Confusion Over Net Zero

Net zero” has quickly become part of the lexicon on Wall Street and in the City of London, but there’s no consensus on what it means, laying the foundation for misrepresentation and confusion.

To help guide the finance industry, the Science Based Targets initiative, which certifies corporate climate policies and introduced a Net Zero Standard for companies last month, published a report on Wednesday aimed at providing a foundation for reaching consensus. The paper should be seen as a “first step” to develop a science-based net-zero standard for financial institutions, SBTi said.

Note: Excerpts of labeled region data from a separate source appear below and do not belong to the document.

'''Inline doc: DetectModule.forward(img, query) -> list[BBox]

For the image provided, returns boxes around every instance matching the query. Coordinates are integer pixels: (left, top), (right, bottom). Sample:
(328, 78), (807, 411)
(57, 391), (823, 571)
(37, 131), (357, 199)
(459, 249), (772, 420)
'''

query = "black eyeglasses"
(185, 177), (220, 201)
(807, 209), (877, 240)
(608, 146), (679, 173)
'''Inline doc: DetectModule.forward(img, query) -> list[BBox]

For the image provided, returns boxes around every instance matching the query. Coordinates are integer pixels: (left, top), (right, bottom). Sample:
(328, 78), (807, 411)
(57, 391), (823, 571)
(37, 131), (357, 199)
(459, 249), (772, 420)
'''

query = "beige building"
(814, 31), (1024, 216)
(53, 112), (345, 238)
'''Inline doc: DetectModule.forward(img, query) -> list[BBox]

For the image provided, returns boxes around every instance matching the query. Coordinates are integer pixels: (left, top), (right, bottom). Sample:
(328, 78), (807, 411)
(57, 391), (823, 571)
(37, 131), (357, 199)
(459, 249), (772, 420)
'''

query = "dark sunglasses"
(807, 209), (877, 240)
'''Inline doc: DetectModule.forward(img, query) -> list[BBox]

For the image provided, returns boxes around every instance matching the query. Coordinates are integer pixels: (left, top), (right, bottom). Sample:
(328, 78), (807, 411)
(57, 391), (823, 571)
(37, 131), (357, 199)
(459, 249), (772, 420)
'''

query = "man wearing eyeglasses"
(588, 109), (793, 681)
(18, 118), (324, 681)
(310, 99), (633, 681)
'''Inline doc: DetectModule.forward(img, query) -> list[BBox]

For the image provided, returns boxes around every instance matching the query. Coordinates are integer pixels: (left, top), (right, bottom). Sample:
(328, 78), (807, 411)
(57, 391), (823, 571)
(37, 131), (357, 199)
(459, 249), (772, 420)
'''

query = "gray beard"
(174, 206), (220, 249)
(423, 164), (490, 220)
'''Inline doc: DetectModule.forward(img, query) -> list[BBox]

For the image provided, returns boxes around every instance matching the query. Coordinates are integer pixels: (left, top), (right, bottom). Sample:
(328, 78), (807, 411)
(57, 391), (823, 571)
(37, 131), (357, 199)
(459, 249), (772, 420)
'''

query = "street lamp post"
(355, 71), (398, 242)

The work is important because the world’s biggest banks and fund managers have committed to net-zero CO2 emissions by 2050 as part of Mark Carney’s Glasgow Financial Alliance for Net Zero. The “lack of consistent principles, definitions, metrics and evidence of effective strategies to meet the targets limits the ability of financial institutions to support the reduction of emissions in the real economy that is needed to stabilize temperatures at 1.5 degrees Celsius above pre-industrial levels,” SBTi said.

The absence of consistency “around what net zero means allows for financial institutions to claim they are doing more than they are and makes verification of any claims impossible,” said Cynthia Cummis, technical director and founding partner of SBTi. The initiative to provide more transparency to net-zero pledges comes as GFANZ, which is chaired by Carney, announces it now has commitments across the global financial industry representing $130 trillion.

GFANZ was convened by the United Nations in April and comprises six groups spanning all corners of the financial industry. Michael R. Bloomberg, the owner and founder of Bloomberg News parent Bloomberg LP, is co-chair of GFANZ.

By providing financial support to polluting businesses, banks, asset managers and insurers are the great enablers of global warming. They could use that same influence to push the companies they lend to and invest in to decarbonize their operations and by investing in green technologies.

Unlike companies, the bulk of banks’ contribution to climate change come not from their operations, but from the financing that they provide. For financial firms to help align the global economy with the goals of the Paris climate accord, they should use “their shared influence and responsibility for aligning incentives and eliminating barriers to emission reductions,” SBTi said.

The SBTi report was timed for “finance day” at COP26, the United Nations climate change conference in Glasgow. SBTi said it’s exploring three broad approaches for how financial firms can reach net-zero emissions: reducing so-called financed emissions consistent with the 1.5 °C decarbonization pathways for each sector; aligning “all financing activities with relevant net-zero pathways such that each individual asset achieves a state of net zero”; and making it possible for financial institutions to “contribute to net zero in a way that ensures transition financing for both decarbonization activities and an explicit shift to finance more climate solutions.”

UN Secretary-General Antonio Guterres has also called for a more stringent set of definitions around net zero. In a recent speech, he said that “there is a deficit of credibility and a surplus of confusion over emissions reductions and net zero targets, with different meanings and different metrics.” For that reason, Guterres said he plans to establish an expert panel “to propose clear standards to measure and analyze net zero commitments from non-state actors.”